C.G.ユング氏は、著書『自然現象と心の構造』のなかで、共時性について次のように述べています。

 

  • 共時的要因は、空間時間因果性という承認されている三組の上に第四番目としてつけ加えられるべき知的に必要な原理の存在を主張しているだけである。(p.132)
  • (物理学者であるW.パウリ氏の提案のおかげで、)「私は一組の対立関係  ―共時性と因果性―  を、これら異質な概念同士にある種の関連を築くという考えでもって、より緊密に定義づけるようになった。」(p.136)

 

一般的には、因果性と共時性を別の原理として考えるようですが、それは、哲学や物理学における因果性の解釈を考慮しているからです。くわしくは、後で述べることにして、まずは『自然現象と心の構造』から抜粋してみます。
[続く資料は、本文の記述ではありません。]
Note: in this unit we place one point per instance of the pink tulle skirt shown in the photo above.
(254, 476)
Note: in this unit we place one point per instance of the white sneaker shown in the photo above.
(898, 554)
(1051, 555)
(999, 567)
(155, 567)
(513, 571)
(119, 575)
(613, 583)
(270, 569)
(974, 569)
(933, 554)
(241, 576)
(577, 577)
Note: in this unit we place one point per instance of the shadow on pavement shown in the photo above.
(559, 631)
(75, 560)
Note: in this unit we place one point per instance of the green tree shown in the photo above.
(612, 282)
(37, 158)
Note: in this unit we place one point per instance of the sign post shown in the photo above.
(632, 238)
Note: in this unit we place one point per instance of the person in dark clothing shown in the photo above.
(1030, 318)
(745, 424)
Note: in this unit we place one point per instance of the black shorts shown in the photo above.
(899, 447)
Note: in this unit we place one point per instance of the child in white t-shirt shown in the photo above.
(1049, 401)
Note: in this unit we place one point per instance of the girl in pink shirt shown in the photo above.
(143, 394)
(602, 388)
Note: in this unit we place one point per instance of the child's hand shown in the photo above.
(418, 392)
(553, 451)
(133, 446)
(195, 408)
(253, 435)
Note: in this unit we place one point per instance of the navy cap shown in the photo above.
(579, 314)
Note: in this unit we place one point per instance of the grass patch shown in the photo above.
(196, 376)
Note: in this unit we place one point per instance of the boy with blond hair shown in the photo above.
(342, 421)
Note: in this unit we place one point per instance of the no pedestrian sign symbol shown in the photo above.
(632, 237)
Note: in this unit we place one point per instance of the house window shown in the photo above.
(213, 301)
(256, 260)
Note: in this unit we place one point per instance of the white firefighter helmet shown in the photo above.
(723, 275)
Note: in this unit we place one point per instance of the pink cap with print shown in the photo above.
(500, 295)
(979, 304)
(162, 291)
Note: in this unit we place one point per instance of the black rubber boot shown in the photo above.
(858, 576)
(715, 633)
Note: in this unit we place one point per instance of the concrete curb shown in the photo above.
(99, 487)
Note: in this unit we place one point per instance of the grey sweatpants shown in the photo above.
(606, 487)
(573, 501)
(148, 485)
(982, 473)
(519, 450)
※「⑷自然と科学」および「⑸思想に左右される世界観・生命観」または「C - 因果性とは何か

 

  • 自然法則は統計学上の真理である。それはわれわれが巨視物理学的量を扱っているときにのみ完全に妥当なことを意味している。(中略)原因と結果の間のつながりがただの統計学的にのみ妥当であり相対的にしか真理でないことが明らかになるなら、因果性の原理は、自然の諸過程を説明するのにただの相対的にしか役立たず、(後略)(p.5)
  • 「因果性は空間と時間の存在と物理的変化に拘束されて」いるため、「意味深く偶然に一致する諸因子間の相互連関は、どうしても非因果的なものと考えられねばならない」(ともにp.39)

 

たしかに、生きている私たちの体が存在している物質の世界は、時間や空間が支配的で、私たちの体はそれらに逆らうことができません。そういう限定された条件のもとでは、相応の時間と労力をかけて丹念に研究すれば、ついには原因と結果の関係がつきとめられる場合もあるので、その性質を利用して高度なものづくりや医療を進歩させることができたのだと考えられます。いっぽう、心の世界は、時間や空間によって位置を定めることは、ほぼ不可能です。つかみどころがないので、原因と結果の関係も一層つかみにくいと言えます。

 

 

2. 心と物質世界との関係

ところで、相関関係ということばがあります。心と体の相関関係が、西洋医学でも広く認識されるようになったと聞きますが、くわしい因果関係が必ずしも科学的に証明されているわけではないようです。(※「体と心の相関性」に詳述)

 

では心と物事の関係はどうかというと、共時性現象の定義にみられるように、心的要因が物的・外的事象の自然発生を招くという科学的な証拠がないので、因果関係がない、または「非因果的」および因果関係があるかどうかは不明だとされているようです。因果性と共時性が別の原理であるという考えには、こうした背景もあると考えられます。

 

ちなみに、因果関係と相関関係は意味がちがいますが、理論物理学者のデイヴィッド・ボーム氏が、自身の論文のなかで、心身相関から心と物質の関係まで述べているので、そのほんの一部を抜粋します。また、心理学者の河合隼雄氏が、著書のなかで、デイヴィッド・ボーム氏の見解を紹介しています。

 

  • 記録された記憶のすべては脳細胞に巻きこまれた状態で保持されているからであり、脳細胞そのものは物質の一部にほかならないからである。(『量子力学と意識の役割』のなかに掲載されている「宇宙の明在系‐暗在系と意識」p.270)
  • 理論物理学者のデイヴィッド・ボームは、われわれが知覚している世界は、一種の顕現の世界であり、その背後に時空を超えた全一的な、彼の言う暗在系(implicate order)を有しているとの画期的な考えをもつようになった。(『宗教と科学の接点』河合隼雄著 p.57~58)
  • 「暗在系にあっては、心は物質一般を巻き込んでいる、なによりも身体を巻き込んでいると言わねばならない。同様に、身体は心だけではなく、ある意味において、物質的宇宙のことごとくを巻き込んでもいるのである。身体と心とは、したがって、より広大なる一個の亜総体のファクター(因子)と呼ばれてしかるべきであり、この亜総体が心身双方の基盤をなしていると言いうるのである」とボームは述べている。(『宗教と科学の接点』p.63~64)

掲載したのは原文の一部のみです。